We must note that signifying the price difference between refined products and crude oil, is a simplified but useful measure for estimating refinery profitability. A higher crack spread shows larger profitability and fosters refineries full maximization of capacity utilisation. On the obverse, lower crack spreads may fuel refineries to scale back capacity due to cost considerations.
In this whole matter too is the issue of cost-effectiveness. The major drive for going to US to buy crude springs from cost consideration: It’s cost effective compared to Nigerian premium grades like Bonny Light, Agbami, Qua Iboe, and Brass River. It’s true that Nigerian grades when benchmarked against Europe’s North Sea’s Brent, WTI Midlands supplies a more economically viable option. During the procurement duration , WTI Midland was significantly more affordable in terms of cost, thus providing a window for the Dangote Refinery to realise substantial cost efficiencies.
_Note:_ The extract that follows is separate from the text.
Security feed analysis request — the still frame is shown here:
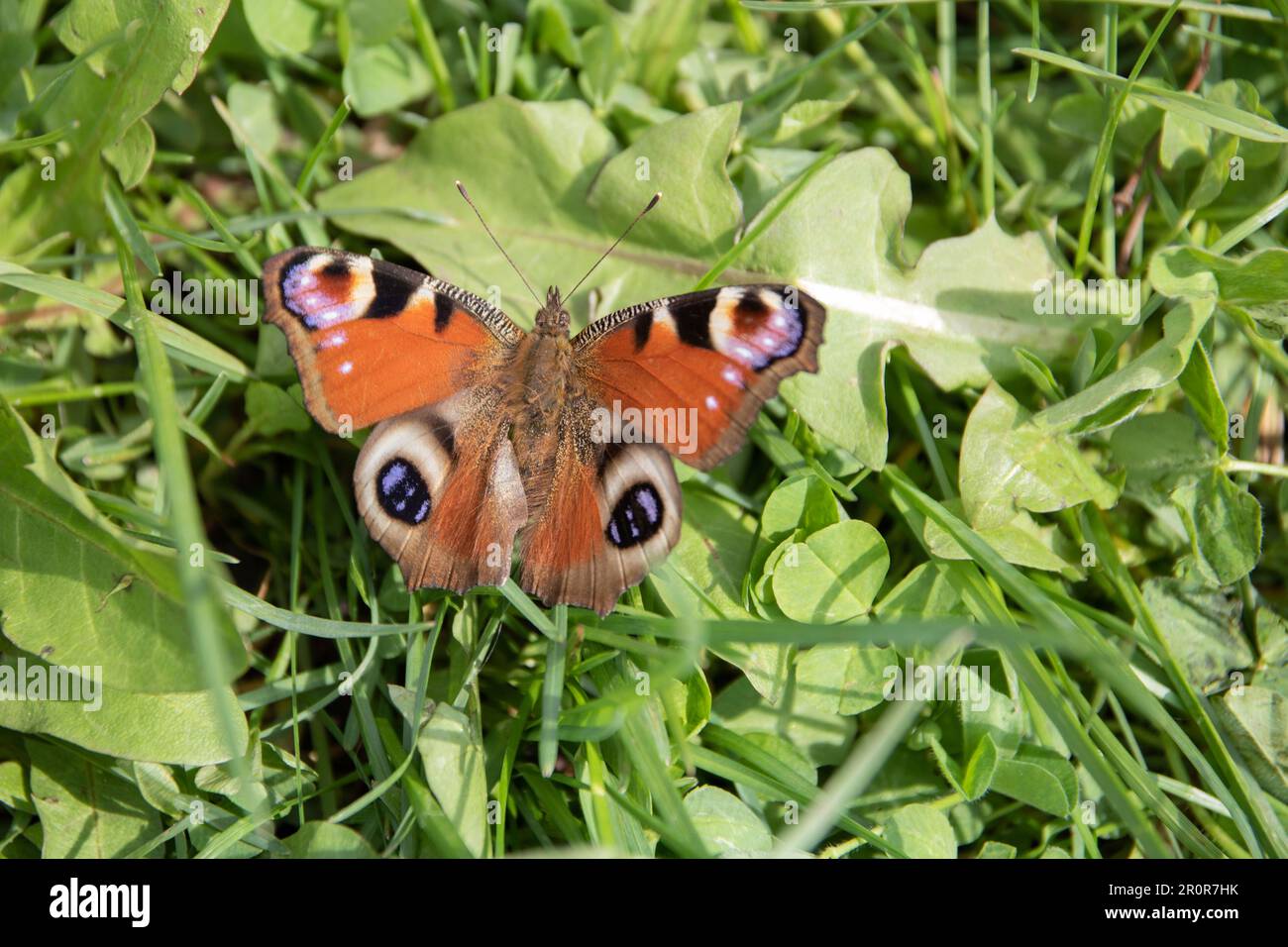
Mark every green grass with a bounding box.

Within a panoply of different factors, it appears the important differential in price between Nigerian and US WTI Midland crude is a major deciding factor. Nigerian barrels of similar quality to WTI typically command a premium over Brent. For instance, on Wednesday, February 7, 2024, WTI closed at $73.86, whereas Brent crude closed at $79.29, indicating a $5.43 spread. In contrast, Nigeria’s premium grade, Qua Iboe, traded at $81.14, showcasing a $7.28 difference. It’s noteworthy that all Nigerian crude grades exceeded the $80 mark during this period.
The significant rise in US crude oil production has spurred American firms to offer significant discounts on WTI Midland crude in the global market. This important concession may have spurred the Dangote Refinery to opt for US crude over Nigerian grades.
The acquisition of 2 million barrels of US crude by the Dangote Refinery marks a strategic move aimed at optimising its operations and enhancing profitability. This significant procurement underscores the refinery’s commitment to securing cost-effective feedstock for its operations. By opting for US crude, particularly WTI Midland, the refinery not only diversifies its crude oil sources but also capitalises on the favourable pricing dynamics of American crude in the global market. This acquisition aligns with the refinery’s goal of achieving operational efficiency and competitiveness in the oil refining industry.
While transportation costs are a factor in importing crude oil, they are offset by the significant cost differentials between US and Nigerian grades. The Dangote Refinery’s decision to import US crude despite transportation expenses indicates that the economic benefits outweigh these costs.
The absence of Nigerian shipping companies involved in transporting crude oil to the Dangote Refinery underscores the logistical challenges within Nigeria’s shipping industry. The refinery had to rely on international shipping companies, further highlighting the need for infrastructure development in the country’s maritime sector.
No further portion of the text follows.